Vorher hatte sie mit der Schulrätin und dem Lehrerbezirkspersonalrat gesprochen. Über die Vorwürfe gegen den Schulleiter habe sie da aber noch kein Wort verloren. Erst nachdem sie von einer anderen Kollegin gehört hatte, dass es ähnliche Fälle an einer ehemaligen Schule des Angeklagten gegeben hatte, entschloss sie sich dazu, auch darüber zu sprechen.

Eine weitere Lehrerin sagte aus, von gewissen Berührungen im Sportunterricht im Elterngespräch mit einer Mutter erfahren zu haben. Sie habe ihr dann dazu geraten, das Gespräch mit dem Schulleiter zu suchen.
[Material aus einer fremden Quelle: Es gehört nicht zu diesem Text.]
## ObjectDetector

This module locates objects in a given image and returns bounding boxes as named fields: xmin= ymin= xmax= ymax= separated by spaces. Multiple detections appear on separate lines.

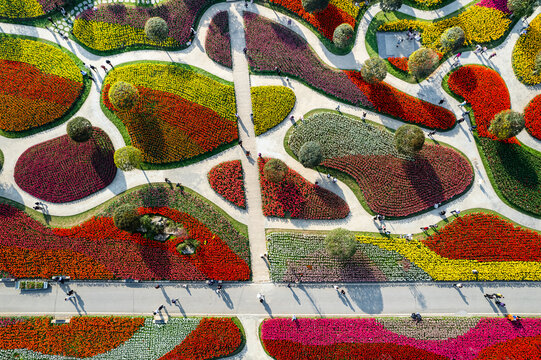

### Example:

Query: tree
xmin=394 ymin=124 xmax=425 ymax=155
xmin=379 ymin=0 xmax=402 ymax=12
xmin=302 ymin=0 xmax=330 ymax=13
xmin=145 ymin=16 xmax=169 ymax=42
xmin=113 ymin=204 xmax=140 ymax=232
xmin=332 ymin=23 xmax=355 ymax=49
xmin=299 ymin=141 xmax=323 ymax=168
xmin=440 ymin=26 xmax=466 ymax=51
xmin=263 ymin=159 xmax=288 ymax=183
xmin=66 ymin=116 xmax=94 ymax=142
xmin=325 ymin=228 xmax=357 ymax=260
xmin=361 ymin=57 xmax=387 ymax=83
xmin=114 ymin=146 xmax=143 ymax=171
xmin=488 ymin=110 xmax=524 ymax=140
xmin=108 ymin=81 xmax=139 ymax=111
xmin=408 ymin=48 xmax=440 ymax=79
Sie selbst habe dann mit dem stellvertretenden Schulleiter, der sich um die Angelegenheit kümmern wollte, und auch dem Schulleiter gesprochen – ohne Ergebnis. „Mit dem Schulleiter würde ich wohl nicht noch einmal sprechen, wenn ich wieder in der Situation wäre“, meinte sie.

Ein 19-jähriger ehemaliger Sekundarschüler, der mittlerweile eine Ausbildung begonnen hat, schilderte schließlich in seiner Aussage, wie ihm eine Freundin erzählte, vom Schulleiter an den Po gefasst worden zu sein. Zusammen mit einem weiteren Freund seien sie dann zum stellvertretenden Schulleiter gegangen. Dort sollen dann Sätze wie „Wir kennen doch den Herrn“, gefallen sein. „Als Schulleiter kann man sich so etwas doch nicht herausnehmen“, zeigte sich der 19-Jährige noch immer erbost.

Der Prozess wird am kommenden Montag, 7. Dezember, um 9 Uhr fortgesetzt. Dann sind weitere Lehrer als Zeugen geladen. Für den sechsten Prozesstag am 14. Oktober sind die Plädoyers vorgesehen, dann soll auch das Urteil gesprochen werden.